13.3.1.2 Polymeric Micelles as a Starting Point for Generation of Drug-loaded PFC Nanodroplets


Polymeric micelles are formed by self-assembly of individual amphiphilic block copolymer molecules (unimers) in aqueous milieu. Hydrophobic blocks form micelle cores, while hydrophilic blocks (usually PEG) form micelle corona (or shells). PEG shells are important for suppression of nanodroplet uptake by reticuloendothelial system cells. Lipophilic drugs are solubilized in micelle cores. Many different polymeric micelle systems have been designed. The application of biodegradable, pH-sensitive micelles, like those of poly(ethylene oxide)-co-poly(D,L-lactide) (PEG-PDLA) or poly(ethylene oxide)-co-poly(caprolactone) (PEG-PCL), are especially appealing. When internalized by tumor cells via endocytosis, the micelles move to the acidic environment of endosomes and lysosomes, where their hydrolysis at low pH results in drug release. The amphiphilic character of block copolymer micelles, their size (between 20 nm and about 100 nm) and surface properties provide a relatively high drug loading capacity and long circulation time in the vascular system, which is important for effective tumor targeting. However, micelles manifest substantial shortcomings as drug carriers. Micelle formation is thermodynamically driven, meaning micelles dissociate into unimers when copolymer concentration drops below a critical value called the critical micelle concentration (CMC). Systemic injections of micellar formulations are associated with substantial dilutions in the circulatory system. This may result in a premature drug release into circulation before the drug reaches its target, which has presumably occurred in clinical trials. Polymeric micelles as drug carriers are either too unstable, thus prematurely releasing their drug load, or on the contrary too stable, therefore incapable of providing adequate drug release at the tumor site.

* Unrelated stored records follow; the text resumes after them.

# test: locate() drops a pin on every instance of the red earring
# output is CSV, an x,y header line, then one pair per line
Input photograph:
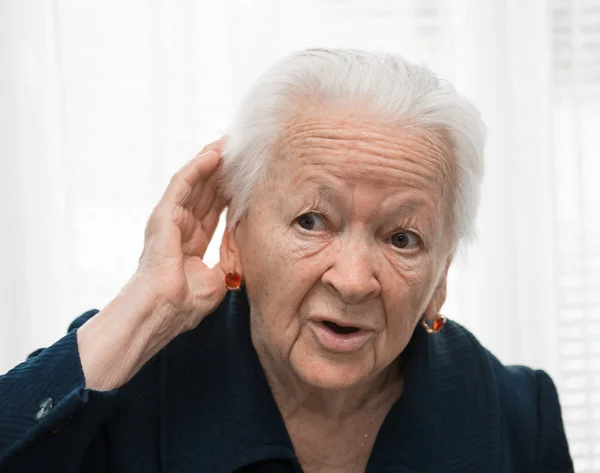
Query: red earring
x,y
233,281
437,324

A feasible approach to overcoming these complications consists in developing stable micellar systems that could be activated using external triggers (e.g. ultrasound), inducing drug release at a desired body location (Rapoport 2007). This may be done via introduction of some oil, e.g. a PFC compound. At a suitable PFC/copolymer ratio, PFC nanodroplets are formed. Nanodroplets are much more stable against dilution than micelles, and have other important advantages for ultrasound-mediated drug delivery (see below). To produce nanodroplets, a PFC compound was introduced into a micellar solution formed by an amphiphilic block copolymer (i.e. poly(ethylene oxide)-co-poly(L-lactide) (PEG-PLLA), poly(ethylene oxide)-co-poly(D,L-lactide) (PEG-PDLA), or poly(ethylene oxide-co-polycaprolactone (PEG-PCL). The mixture was emulsified on ice under low-frequency ultrasound. A chemotherapeutic drug (Doxorubicin (DOX) or paclitaxel (PTX)) was pre-introduced into a micellar solution (Gao et al. 2008; Rapoport et al. 2007, 2009b, 2011). Perfluorocarbon compounds tested were PFP or perfluoro-15-crown-5-ether (PFCE), however any PFC compound or their mixture may be emulsified this way. PFCE generates more stable and easy to handle nanoemulsions than PFP; in addition, it offers a possibility of monitoring in-vivo nanodroplet biodistribution using 19 F-MRI since twenty equivalent fluorine nuclei in a PFCE molecule generate a sharp peak in MR spectra. A phase state of perfluorocarbon/copolymer formulations depends on the PFC/copolymer concentration ratio as shown schematically in (Fig. 13.2) (Gao et al. 2008). At low concentration, PFC is dissolved in micelle cores (zone 1, Fig. 13.2). When the PFC concentration exceeds a limit of solubility in micelle cores, nanodroplets evolve into a separate phase. In this process, former micelle cores turn into droplet shells.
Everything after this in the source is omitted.